Каманте снова появился в моем доме пасхальным утром и протянул мне письмо из больницы, в котором говорилось, что он поправился, скорее всего, окончательно. Наверное, он знал, что сказано в письме, потому что внимательно наблюдал за выражением моего лица, пока я читала послание, хотя и не желал его обсуждать, так как его ум был занят более важными вещами. Каманте всегда отличало собранное, полное сдержанного достоинства поведение, к которому на сей раз примешивалось плохо скрываемое торжество.
Все африканцы привержены драматическим эффектам. Каманте тщательно забинтовал себе ноги до колен, приготовив мне сюрприз. Не вызывало сомнений, что важность момента он усматривает не в своей удаче, а в том удовольствии, которое собирался мне доставить. Он, видимо, помнил, как меня огорчала моя неспособность его вылечить, и понимал, что успех больничного лечения равен чуду. Он невыносимо медленно размотал бинты, и моему взору предстали здоровые гладкие ноги с чуть заметными рубцами.
Сполна насладившись в своей величественной манере моим изумлением и восторгом, он усугубил важность момента заявлением, что сделался христианином.
— Я теперь такой же, как ты, — сказал он и добавил, что неплохо было бы получить от меня рупию по случаю годовщины воскресения Христа.

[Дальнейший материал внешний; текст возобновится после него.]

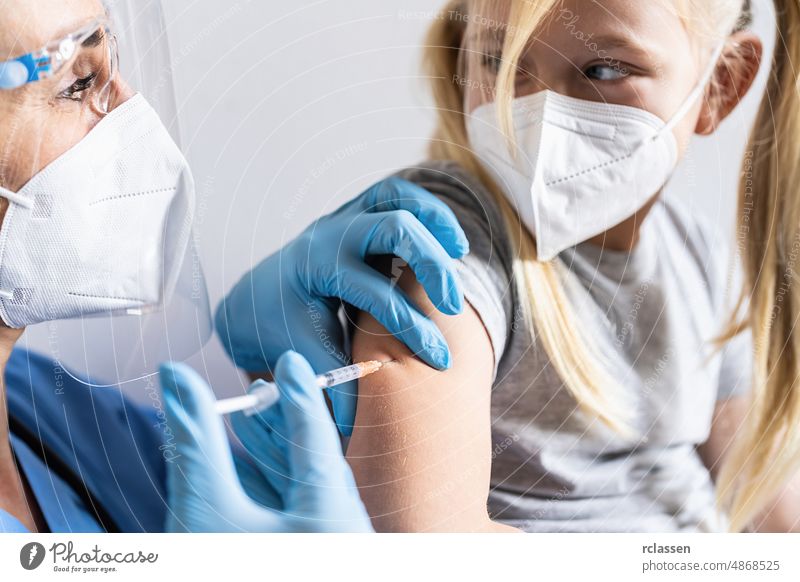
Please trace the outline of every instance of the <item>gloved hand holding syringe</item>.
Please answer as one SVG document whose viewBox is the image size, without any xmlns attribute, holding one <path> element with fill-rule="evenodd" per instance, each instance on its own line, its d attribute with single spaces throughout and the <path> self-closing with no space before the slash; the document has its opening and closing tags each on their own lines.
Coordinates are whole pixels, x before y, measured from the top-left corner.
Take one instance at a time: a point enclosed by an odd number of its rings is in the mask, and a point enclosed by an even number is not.
<svg viewBox="0 0 800 582">
<path fill-rule="evenodd" d="M 359 362 L 351 366 L 337 368 L 317 376 L 317 385 L 320 388 L 332 388 L 339 384 L 344 384 L 352 380 L 358 380 L 364 376 L 369 376 L 380 370 L 385 363 L 378 360 Z M 266 410 L 280 398 L 278 387 L 266 380 L 256 380 L 250 385 L 250 392 L 245 396 L 235 396 L 218 400 L 216 411 L 219 414 L 232 414 L 234 412 L 245 411 L 250 416 Z"/>
</svg>

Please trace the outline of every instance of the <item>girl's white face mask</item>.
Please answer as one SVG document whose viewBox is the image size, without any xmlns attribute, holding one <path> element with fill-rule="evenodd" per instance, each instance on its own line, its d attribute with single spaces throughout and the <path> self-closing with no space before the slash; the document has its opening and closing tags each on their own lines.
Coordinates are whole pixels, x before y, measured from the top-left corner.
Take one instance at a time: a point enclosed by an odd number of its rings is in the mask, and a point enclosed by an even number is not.
<svg viewBox="0 0 800 582">
<path fill-rule="evenodd" d="M 470 147 L 536 237 L 539 260 L 620 224 L 664 187 L 678 160 L 672 129 L 705 92 L 721 53 L 722 45 L 666 123 L 636 107 L 540 91 L 512 102 L 512 152 L 495 103 L 472 112 Z"/>
</svg>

Затем он отправился к своей родне. Его мать была вдовой и жила на дальнем конце фермы. Судя по ее дальнейшим рассказам, сын в тот день отступил от своих привычек и выложил ей все свои впечатления о чужом народе и об обращении с ним в больнице. Побыв в материнской хижине, он вернулся ко мне, словно уже не сомневался, что его место — при мне. С тех пор он прислуживал мне до тех пор, пока я не покинула его страну, то есть на протяжении двенадцати лет.
При первой встрече Каманте можно было принять за шестилетнего ребенка, однако у него был брат, выглядевший на восемь лет; оба соглашались, что Каманте — старший. Видимо, у него случилась задержка роста, вызванная длительной хворью. На самом деле ему было тогда лет девять. С тех пор он вытянулся, но все равно походил на карлика или уродца, хотя нельзя было толком сказать, что конкретно делало его таким. Со временем его заостренное личико округлилось, он без труда ходил и вообще двигался, и лично я даже считала его миловидным, хотя я, видимо, была к нему пристрастна, так как приложила руку к изменению его облика. Ноги у него навсегда остались тоненькими, как спички.
Это была фантастическая фигура: глядя на него, хотелось то смеяться, то плакать. Подправив лишь самую малость, его можно было бы усадить среди горгулий на карниз собора Нотр-Дам в Париже. При этом в нем оставался свет жизни; на полотне живописца он оказался бы светлым пятном. К тому же он придавал моему дому живописности. Он никогда не отличался здравым рассудком, вернее, человека с таким поведением, но с белой кожей, называли бы завзятым эксцентриком.
Ему была свойственна задумчивость. Видимо, долгие годы страданий приучили его к размышлениям и к собственным выводам по любому поводу. Он был полностью погружен в свою жизнь и проявлял крайнюю нелюдимость. Даже делая то же самое, что остальные люди, он умудрялся делать это по-своему.